Here is the technical description of GPT watermarking:

“For GPT, every input and output is a string of tokens, which could be words but likewise punctuation marks, parts of words, or more– there have to do with 100,000 tokens in overall.

At its core, GPT is constantly producing a possibility distribution over the next token to create, conditional on the string of previous tokens.

After the neural net generates the circulation, the OpenAI server then really samples a token according to that distribution– or some modified version of the circulation, depending on a parameter called ‘temperature level.’

As long as the temperature is nonzero, however, there will usually be some randomness in the option of the next token: you might run over and over with the very same prompt, and get a different conclusion (i.e., string of output tokens) each time.

So then to watermark, rather of choosing the next token arbitrarily, the concept will be to select it pseudorandomly, using a cryptographic pseudorandom function, whose key is understood just to OpenAI.”

The watermark looks entirely natural to those reading the text since the choice of words is mimicking the randomness of all the other words.
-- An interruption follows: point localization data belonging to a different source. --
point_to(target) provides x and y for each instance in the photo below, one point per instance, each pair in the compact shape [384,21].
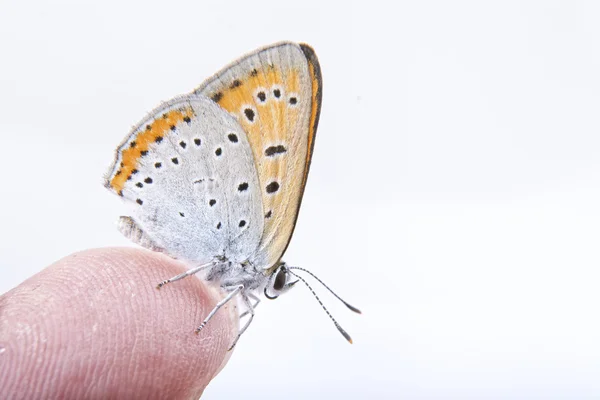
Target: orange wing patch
[275,94]
[138,147]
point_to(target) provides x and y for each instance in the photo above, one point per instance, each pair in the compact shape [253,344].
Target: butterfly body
[216,177]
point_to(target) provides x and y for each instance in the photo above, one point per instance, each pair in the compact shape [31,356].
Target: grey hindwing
[198,187]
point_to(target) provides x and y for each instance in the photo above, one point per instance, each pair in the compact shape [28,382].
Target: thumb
[93,325]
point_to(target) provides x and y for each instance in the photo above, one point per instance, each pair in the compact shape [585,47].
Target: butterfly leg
[255,298]
[234,290]
[189,272]
[251,312]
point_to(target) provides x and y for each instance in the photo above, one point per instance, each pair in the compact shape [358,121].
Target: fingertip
[124,337]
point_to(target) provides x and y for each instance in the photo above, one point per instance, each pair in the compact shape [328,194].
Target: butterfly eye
[280,280]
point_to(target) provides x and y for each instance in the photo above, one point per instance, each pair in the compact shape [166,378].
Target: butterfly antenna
[343,332]
[356,310]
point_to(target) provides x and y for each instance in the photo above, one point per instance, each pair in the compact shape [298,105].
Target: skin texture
[93,325]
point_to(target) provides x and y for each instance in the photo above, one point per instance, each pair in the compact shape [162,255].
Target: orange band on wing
[141,142]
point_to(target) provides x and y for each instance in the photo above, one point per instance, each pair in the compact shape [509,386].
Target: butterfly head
[279,282]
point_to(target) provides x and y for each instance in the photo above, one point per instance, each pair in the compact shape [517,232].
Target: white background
[454,193]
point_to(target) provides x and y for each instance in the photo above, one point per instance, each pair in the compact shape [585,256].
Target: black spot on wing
[272,187]
[273,150]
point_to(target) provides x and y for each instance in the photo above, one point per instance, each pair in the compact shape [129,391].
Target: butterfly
[216,177]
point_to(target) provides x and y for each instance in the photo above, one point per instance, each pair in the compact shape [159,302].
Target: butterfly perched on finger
[216,177]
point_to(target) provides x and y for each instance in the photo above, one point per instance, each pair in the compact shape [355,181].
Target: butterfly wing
[188,171]
[275,95]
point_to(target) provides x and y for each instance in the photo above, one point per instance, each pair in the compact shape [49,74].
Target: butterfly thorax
[227,274]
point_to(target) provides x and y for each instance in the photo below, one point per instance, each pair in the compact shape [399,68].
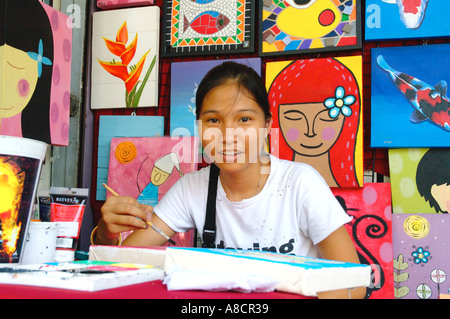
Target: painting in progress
[204,27]
[371,232]
[420,179]
[111,126]
[421,260]
[185,78]
[146,167]
[291,26]
[35,72]
[125,55]
[403,19]
[317,116]
[409,104]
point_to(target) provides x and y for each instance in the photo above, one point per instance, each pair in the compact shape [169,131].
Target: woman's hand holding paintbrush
[123,213]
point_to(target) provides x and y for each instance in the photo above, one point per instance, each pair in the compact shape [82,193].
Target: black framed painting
[204,27]
[302,26]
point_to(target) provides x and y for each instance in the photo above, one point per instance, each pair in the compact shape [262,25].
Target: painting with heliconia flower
[125,52]
[317,110]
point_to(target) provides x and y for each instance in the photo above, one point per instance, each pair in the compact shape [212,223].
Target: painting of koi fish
[429,103]
[208,22]
[409,102]
[411,12]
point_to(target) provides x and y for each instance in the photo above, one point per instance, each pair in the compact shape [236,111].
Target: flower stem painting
[125,52]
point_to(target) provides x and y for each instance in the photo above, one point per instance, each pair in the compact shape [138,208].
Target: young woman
[262,203]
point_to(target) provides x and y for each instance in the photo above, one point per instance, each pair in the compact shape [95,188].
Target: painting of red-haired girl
[317,116]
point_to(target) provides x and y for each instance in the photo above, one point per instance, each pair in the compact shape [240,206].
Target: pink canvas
[146,167]
[112,4]
[60,92]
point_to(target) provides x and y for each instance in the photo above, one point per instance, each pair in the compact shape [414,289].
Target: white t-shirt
[294,211]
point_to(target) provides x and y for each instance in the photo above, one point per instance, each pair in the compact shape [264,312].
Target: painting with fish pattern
[294,26]
[202,27]
[409,104]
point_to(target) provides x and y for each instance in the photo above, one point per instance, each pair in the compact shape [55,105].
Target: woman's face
[21,74]
[232,127]
[308,129]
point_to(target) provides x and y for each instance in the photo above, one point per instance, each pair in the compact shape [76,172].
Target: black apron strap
[209,231]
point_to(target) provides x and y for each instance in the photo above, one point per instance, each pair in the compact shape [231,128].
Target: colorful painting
[20,166]
[114,4]
[371,232]
[146,167]
[403,19]
[185,78]
[35,72]
[409,103]
[125,53]
[421,260]
[202,27]
[111,126]
[420,179]
[317,116]
[289,26]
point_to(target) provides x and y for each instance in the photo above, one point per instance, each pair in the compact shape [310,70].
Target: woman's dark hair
[433,169]
[234,73]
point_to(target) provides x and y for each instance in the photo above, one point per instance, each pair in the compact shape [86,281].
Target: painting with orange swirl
[146,167]
[421,259]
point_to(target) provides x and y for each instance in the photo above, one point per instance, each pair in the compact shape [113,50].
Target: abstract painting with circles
[145,168]
[202,27]
[371,232]
[289,26]
[421,259]
[420,179]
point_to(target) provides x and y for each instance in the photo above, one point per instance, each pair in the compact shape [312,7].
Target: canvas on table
[292,27]
[125,58]
[317,110]
[146,167]
[409,103]
[121,126]
[371,232]
[403,19]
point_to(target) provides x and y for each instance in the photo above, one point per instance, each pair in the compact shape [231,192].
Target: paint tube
[44,208]
[67,209]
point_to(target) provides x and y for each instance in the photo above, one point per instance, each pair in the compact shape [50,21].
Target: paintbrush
[159,231]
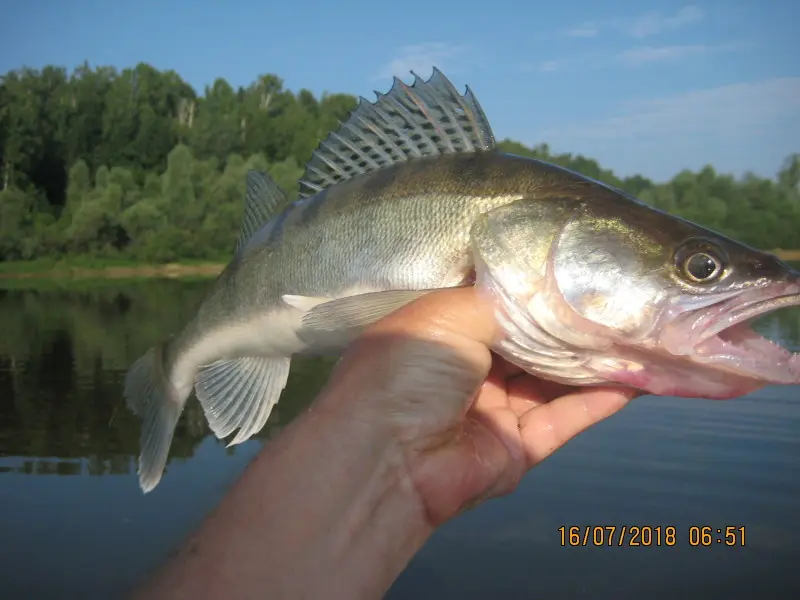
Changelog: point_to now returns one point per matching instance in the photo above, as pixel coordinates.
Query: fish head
(610, 290)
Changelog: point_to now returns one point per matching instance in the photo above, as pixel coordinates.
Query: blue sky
(643, 87)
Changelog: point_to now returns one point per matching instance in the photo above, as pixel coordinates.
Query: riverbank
(110, 270)
(85, 269)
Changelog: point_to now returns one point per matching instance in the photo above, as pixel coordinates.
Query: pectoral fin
(336, 323)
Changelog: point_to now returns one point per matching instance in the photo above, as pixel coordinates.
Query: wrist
(375, 519)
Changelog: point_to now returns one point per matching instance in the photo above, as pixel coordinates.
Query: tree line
(134, 164)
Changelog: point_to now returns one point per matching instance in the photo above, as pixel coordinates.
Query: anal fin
(240, 393)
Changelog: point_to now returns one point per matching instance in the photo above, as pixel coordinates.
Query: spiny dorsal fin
(425, 119)
(261, 201)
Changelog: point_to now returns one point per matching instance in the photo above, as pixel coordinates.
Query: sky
(648, 87)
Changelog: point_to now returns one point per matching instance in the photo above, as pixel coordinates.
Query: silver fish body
(410, 195)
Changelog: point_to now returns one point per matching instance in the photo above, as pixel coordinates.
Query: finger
(546, 428)
(524, 393)
(493, 393)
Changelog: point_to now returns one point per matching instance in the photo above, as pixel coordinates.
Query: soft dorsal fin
(425, 119)
(262, 200)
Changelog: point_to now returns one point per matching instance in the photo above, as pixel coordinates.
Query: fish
(411, 194)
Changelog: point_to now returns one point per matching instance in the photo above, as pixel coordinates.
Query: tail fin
(150, 394)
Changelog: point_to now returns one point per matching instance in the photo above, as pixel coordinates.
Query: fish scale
(409, 195)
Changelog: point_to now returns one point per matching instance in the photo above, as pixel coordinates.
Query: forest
(134, 165)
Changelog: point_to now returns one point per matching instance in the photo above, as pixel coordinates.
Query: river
(73, 523)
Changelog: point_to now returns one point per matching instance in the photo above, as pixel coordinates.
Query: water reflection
(63, 358)
(64, 353)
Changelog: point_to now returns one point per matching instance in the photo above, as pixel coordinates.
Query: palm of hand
(467, 423)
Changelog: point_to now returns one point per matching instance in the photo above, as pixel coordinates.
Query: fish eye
(702, 267)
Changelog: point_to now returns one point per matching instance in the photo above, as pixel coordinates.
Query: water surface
(73, 523)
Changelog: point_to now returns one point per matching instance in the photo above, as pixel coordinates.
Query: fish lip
(727, 342)
(750, 305)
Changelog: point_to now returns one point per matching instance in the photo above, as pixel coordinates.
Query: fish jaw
(708, 351)
(721, 337)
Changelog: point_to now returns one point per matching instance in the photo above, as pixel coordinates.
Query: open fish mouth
(724, 337)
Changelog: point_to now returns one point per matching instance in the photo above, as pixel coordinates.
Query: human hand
(466, 424)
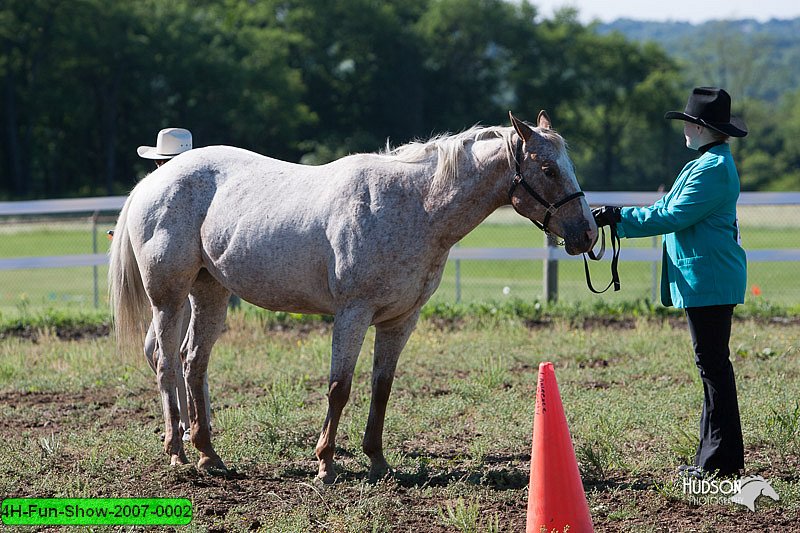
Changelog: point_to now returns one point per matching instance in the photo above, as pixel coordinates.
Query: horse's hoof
(327, 477)
(213, 466)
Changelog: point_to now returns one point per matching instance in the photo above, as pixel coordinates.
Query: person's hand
(608, 215)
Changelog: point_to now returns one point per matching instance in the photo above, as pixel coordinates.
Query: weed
(783, 428)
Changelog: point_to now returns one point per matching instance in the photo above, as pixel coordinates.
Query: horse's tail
(129, 301)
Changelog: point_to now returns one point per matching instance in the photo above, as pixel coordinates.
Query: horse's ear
(543, 121)
(523, 130)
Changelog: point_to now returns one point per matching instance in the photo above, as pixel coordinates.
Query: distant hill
(756, 59)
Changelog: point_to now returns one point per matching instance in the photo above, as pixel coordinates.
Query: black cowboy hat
(711, 107)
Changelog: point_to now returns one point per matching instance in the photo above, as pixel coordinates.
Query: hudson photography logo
(744, 491)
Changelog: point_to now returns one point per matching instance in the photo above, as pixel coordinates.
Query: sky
(693, 11)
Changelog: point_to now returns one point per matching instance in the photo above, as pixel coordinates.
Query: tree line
(84, 82)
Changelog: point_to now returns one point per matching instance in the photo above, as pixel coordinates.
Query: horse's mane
(447, 148)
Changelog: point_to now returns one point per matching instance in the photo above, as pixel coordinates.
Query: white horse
(751, 487)
(364, 238)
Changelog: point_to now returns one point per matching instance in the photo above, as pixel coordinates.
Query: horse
(364, 238)
(751, 487)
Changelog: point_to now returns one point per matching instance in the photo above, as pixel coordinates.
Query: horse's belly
(275, 278)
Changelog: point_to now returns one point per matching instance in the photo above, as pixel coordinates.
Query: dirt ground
(263, 487)
(617, 504)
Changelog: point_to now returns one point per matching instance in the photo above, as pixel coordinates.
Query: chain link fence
(56, 258)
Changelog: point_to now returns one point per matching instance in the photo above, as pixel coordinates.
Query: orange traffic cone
(555, 495)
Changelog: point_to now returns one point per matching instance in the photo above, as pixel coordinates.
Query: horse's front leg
(167, 329)
(390, 339)
(349, 328)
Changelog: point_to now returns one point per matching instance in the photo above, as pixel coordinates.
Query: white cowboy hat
(170, 142)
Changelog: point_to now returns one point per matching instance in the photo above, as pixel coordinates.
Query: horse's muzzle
(581, 239)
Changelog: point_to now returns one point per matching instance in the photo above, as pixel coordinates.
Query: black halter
(551, 208)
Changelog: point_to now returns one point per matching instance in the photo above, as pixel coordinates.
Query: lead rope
(616, 246)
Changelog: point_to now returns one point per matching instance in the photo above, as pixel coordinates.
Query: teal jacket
(703, 263)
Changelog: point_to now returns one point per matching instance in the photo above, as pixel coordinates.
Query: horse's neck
(481, 186)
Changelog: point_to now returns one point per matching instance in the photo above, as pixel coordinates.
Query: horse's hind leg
(209, 304)
(349, 327)
(389, 342)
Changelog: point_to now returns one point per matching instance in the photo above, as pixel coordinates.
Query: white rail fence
(549, 254)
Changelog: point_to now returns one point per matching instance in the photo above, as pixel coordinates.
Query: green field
(80, 421)
(763, 228)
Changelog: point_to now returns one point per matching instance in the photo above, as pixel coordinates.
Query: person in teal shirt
(704, 268)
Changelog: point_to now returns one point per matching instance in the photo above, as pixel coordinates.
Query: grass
(81, 420)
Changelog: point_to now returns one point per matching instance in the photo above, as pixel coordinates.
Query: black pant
(721, 446)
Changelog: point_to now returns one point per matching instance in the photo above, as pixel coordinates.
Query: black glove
(608, 215)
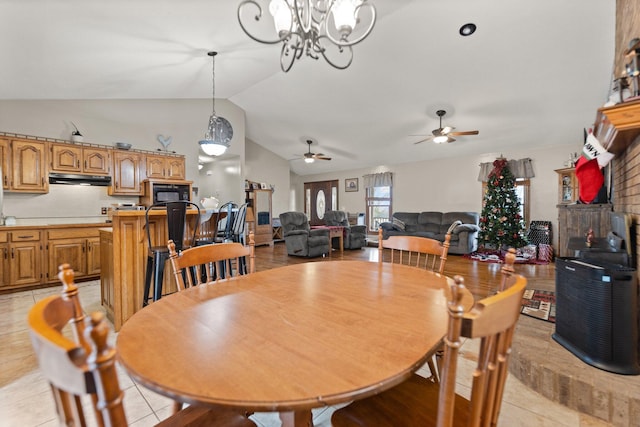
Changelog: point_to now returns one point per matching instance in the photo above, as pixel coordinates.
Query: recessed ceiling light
(467, 29)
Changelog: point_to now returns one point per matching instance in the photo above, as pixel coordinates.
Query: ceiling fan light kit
(310, 157)
(445, 134)
(219, 131)
(311, 27)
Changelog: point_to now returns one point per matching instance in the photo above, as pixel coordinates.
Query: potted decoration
(76, 136)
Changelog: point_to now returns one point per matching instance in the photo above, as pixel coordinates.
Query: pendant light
(219, 131)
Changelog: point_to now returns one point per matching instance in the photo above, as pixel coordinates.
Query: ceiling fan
(310, 157)
(445, 134)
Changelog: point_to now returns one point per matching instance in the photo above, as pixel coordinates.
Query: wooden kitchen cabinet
(25, 258)
(107, 287)
(127, 173)
(165, 167)
(4, 259)
(79, 247)
(5, 164)
(28, 167)
(72, 158)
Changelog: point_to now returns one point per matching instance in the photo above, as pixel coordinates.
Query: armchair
(354, 235)
(300, 239)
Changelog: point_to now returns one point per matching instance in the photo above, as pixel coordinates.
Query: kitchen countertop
(55, 222)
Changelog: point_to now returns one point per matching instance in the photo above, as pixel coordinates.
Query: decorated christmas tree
(501, 224)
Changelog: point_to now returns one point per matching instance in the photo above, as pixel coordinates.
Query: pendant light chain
(213, 83)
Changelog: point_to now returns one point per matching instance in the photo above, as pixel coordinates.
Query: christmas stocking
(590, 179)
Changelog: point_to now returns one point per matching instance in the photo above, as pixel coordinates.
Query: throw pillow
(398, 224)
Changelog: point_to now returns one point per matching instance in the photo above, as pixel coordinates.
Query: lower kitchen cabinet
(22, 259)
(4, 259)
(30, 255)
(79, 247)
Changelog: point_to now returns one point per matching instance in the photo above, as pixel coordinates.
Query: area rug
(539, 304)
(497, 256)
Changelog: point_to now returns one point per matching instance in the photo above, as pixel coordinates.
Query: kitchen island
(123, 251)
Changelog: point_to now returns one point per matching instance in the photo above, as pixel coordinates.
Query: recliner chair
(300, 239)
(354, 235)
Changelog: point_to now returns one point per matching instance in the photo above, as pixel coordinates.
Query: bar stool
(158, 255)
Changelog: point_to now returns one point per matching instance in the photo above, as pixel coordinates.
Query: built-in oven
(157, 192)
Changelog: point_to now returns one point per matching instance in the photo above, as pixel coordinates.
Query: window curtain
(522, 169)
(384, 179)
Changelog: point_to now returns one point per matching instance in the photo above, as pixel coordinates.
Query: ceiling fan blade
(423, 140)
(466, 132)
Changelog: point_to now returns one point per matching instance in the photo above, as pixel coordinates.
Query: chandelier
(327, 28)
(219, 131)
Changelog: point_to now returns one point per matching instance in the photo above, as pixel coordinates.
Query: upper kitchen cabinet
(5, 164)
(165, 166)
(80, 159)
(127, 171)
(28, 167)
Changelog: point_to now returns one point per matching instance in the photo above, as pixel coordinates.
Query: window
(378, 207)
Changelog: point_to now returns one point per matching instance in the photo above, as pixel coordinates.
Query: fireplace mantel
(618, 126)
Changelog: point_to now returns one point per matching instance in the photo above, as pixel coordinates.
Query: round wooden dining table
(289, 339)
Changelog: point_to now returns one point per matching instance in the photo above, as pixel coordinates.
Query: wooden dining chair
(421, 402)
(203, 264)
(420, 252)
(75, 356)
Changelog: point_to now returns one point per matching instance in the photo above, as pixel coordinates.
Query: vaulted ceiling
(533, 73)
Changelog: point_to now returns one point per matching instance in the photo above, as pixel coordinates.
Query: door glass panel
(320, 204)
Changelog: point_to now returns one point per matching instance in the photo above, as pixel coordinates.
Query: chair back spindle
(197, 265)
(85, 365)
(421, 252)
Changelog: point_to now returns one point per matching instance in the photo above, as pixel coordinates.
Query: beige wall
(263, 165)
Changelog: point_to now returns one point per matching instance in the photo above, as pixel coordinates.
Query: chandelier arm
(345, 42)
(304, 16)
(334, 65)
(258, 16)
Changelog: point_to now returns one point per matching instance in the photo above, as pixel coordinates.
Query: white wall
(263, 165)
(452, 185)
(138, 122)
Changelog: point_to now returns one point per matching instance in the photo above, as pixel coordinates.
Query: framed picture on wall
(351, 184)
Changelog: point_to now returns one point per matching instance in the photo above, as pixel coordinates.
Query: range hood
(73, 179)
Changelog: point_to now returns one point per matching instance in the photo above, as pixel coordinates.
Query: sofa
(354, 235)
(464, 237)
(300, 239)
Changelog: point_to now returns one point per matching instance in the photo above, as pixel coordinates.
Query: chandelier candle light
(219, 131)
(303, 26)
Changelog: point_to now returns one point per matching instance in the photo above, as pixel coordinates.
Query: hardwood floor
(481, 278)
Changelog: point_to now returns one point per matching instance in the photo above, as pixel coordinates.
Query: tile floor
(25, 399)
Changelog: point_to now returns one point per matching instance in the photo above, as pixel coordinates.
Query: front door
(320, 197)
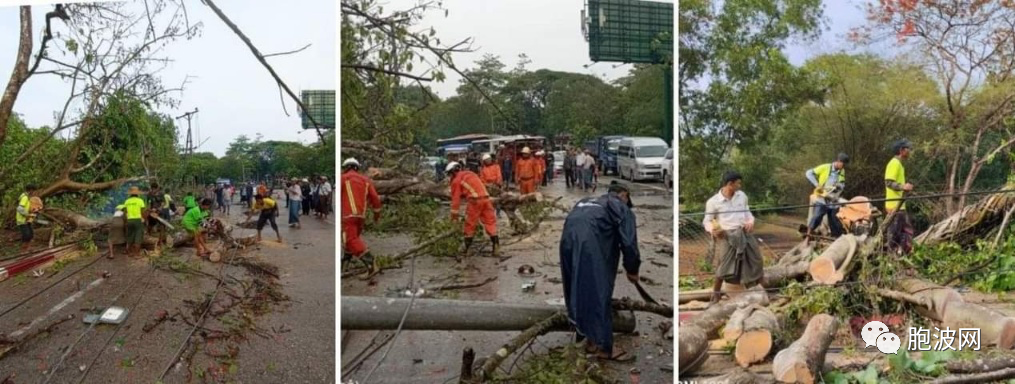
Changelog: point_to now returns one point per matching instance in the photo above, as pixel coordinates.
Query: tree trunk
(938, 297)
(803, 361)
(827, 268)
(751, 329)
(695, 332)
(19, 74)
(791, 266)
(67, 185)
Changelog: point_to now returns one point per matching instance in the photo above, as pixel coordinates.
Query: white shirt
(738, 216)
(295, 193)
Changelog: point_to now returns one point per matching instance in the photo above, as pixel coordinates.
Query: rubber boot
(465, 250)
(496, 245)
(371, 265)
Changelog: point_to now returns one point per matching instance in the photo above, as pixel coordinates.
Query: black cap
(617, 187)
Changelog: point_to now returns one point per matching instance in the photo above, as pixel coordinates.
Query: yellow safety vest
(25, 203)
(134, 205)
(823, 171)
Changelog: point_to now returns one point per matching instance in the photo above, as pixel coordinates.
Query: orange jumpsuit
(491, 174)
(479, 208)
(527, 174)
(356, 192)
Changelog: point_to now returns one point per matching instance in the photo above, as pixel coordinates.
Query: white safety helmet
(452, 167)
(350, 162)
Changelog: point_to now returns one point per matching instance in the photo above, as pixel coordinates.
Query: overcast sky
(548, 32)
(234, 93)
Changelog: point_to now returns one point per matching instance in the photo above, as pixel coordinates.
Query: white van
(640, 157)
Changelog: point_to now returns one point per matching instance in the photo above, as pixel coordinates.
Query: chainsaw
(830, 194)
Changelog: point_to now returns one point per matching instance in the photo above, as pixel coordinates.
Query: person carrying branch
(729, 219)
(526, 172)
(465, 184)
(357, 192)
(192, 224)
(828, 181)
(134, 209)
(25, 215)
(900, 229)
(596, 232)
(268, 210)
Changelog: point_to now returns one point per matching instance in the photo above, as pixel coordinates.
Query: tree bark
(803, 360)
(695, 332)
(827, 267)
(751, 328)
(19, 74)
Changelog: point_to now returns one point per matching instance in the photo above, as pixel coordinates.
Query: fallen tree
(697, 330)
(751, 330)
(803, 360)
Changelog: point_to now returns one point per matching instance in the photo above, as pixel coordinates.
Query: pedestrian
(25, 215)
(526, 172)
(190, 201)
(325, 197)
(540, 169)
(466, 184)
(295, 194)
(133, 208)
(548, 169)
(353, 210)
(192, 224)
(729, 219)
(596, 233)
(158, 206)
(490, 175)
(900, 228)
(569, 169)
(305, 190)
(268, 210)
(828, 181)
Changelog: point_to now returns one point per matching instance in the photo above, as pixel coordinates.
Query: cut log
(791, 266)
(995, 327)
(826, 267)
(938, 297)
(737, 376)
(695, 332)
(803, 360)
(751, 328)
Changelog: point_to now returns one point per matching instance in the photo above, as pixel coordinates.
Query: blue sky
(234, 93)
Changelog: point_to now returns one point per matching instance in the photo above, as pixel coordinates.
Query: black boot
(465, 250)
(496, 245)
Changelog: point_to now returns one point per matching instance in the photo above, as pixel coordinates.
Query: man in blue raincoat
(596, 233)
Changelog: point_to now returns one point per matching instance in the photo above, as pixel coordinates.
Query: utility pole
(189, 148)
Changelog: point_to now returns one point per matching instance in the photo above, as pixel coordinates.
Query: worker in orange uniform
(526, 172)
(357, 191)
(468, 185)
(541, 166)
(490, 173)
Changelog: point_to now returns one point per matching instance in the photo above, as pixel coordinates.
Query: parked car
(668, 169)
(640, 157)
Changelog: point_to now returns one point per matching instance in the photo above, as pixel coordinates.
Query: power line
(904, 198)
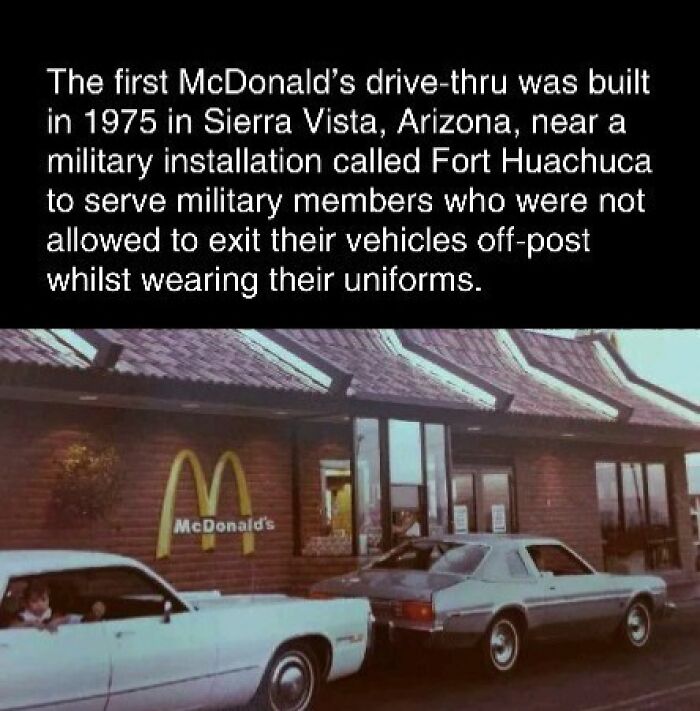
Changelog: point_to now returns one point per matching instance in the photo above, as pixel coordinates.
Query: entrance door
(482, 499)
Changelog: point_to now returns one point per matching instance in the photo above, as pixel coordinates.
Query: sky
(670, 358)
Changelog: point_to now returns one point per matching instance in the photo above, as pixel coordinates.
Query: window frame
(646, 526)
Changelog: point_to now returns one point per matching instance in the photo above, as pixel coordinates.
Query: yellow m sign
(207, 498)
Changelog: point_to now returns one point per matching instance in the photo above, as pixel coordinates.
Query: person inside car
(37, 612)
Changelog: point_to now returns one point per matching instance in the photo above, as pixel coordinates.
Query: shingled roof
(379, 371)
(38, 347)
(205, 355)
(580, 360)
(478, 352)
(223, 357)
(523, 373)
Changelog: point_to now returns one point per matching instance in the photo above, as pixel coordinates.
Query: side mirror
(167, 611)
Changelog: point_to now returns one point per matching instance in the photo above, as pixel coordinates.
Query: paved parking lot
(580, 677)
However that randomness includes a bias that can only be detected by someone with the secret to decipher it.

This is the technical explanation:

“To illustrate, in the special case that GPT had a bunch of possible tokens that it judged similarly possible, you might simply choose whichever token made the most of g. The option would look evenly random to someone who didn’t understand the key, but somebody who did understand the secret could later on sum g over all n-grams and see that it was anomalously big.”

Watermarking is a Privacy-first Option

I have actually seen conversations on social networks where some individuals suggested that OpenAI might keep a record of every output it creates and utilize that for detection.

Scott Aaronson verifies that OpenAI could do that but that doing so poses a privacy problem. The possible exception is for police situation, which he didn’t elaborate on.

How to Detect ChatGPT or GPT Watermarking

Something intriguing that seems to not be popular yet is that Scott Aaronson noted that there is a way to beat the watermarking.

He didn’t state it’s possible to defeat the watermarking, he stated that it can be defeated.

“Now, this can all be defeated with sufficient effort.

For example, if you used another AI to paraphrase GPT’s output– well all right, we’re not going to be able to identify that.”

It seems like the watermarking can be defeated, at least in from November when the above declarations were made.

There is no sign that the watermarking is currently in usage. But when it does enter use, it might be unknown if this loophole was closed.


Check out Scott Aaronson’s post here.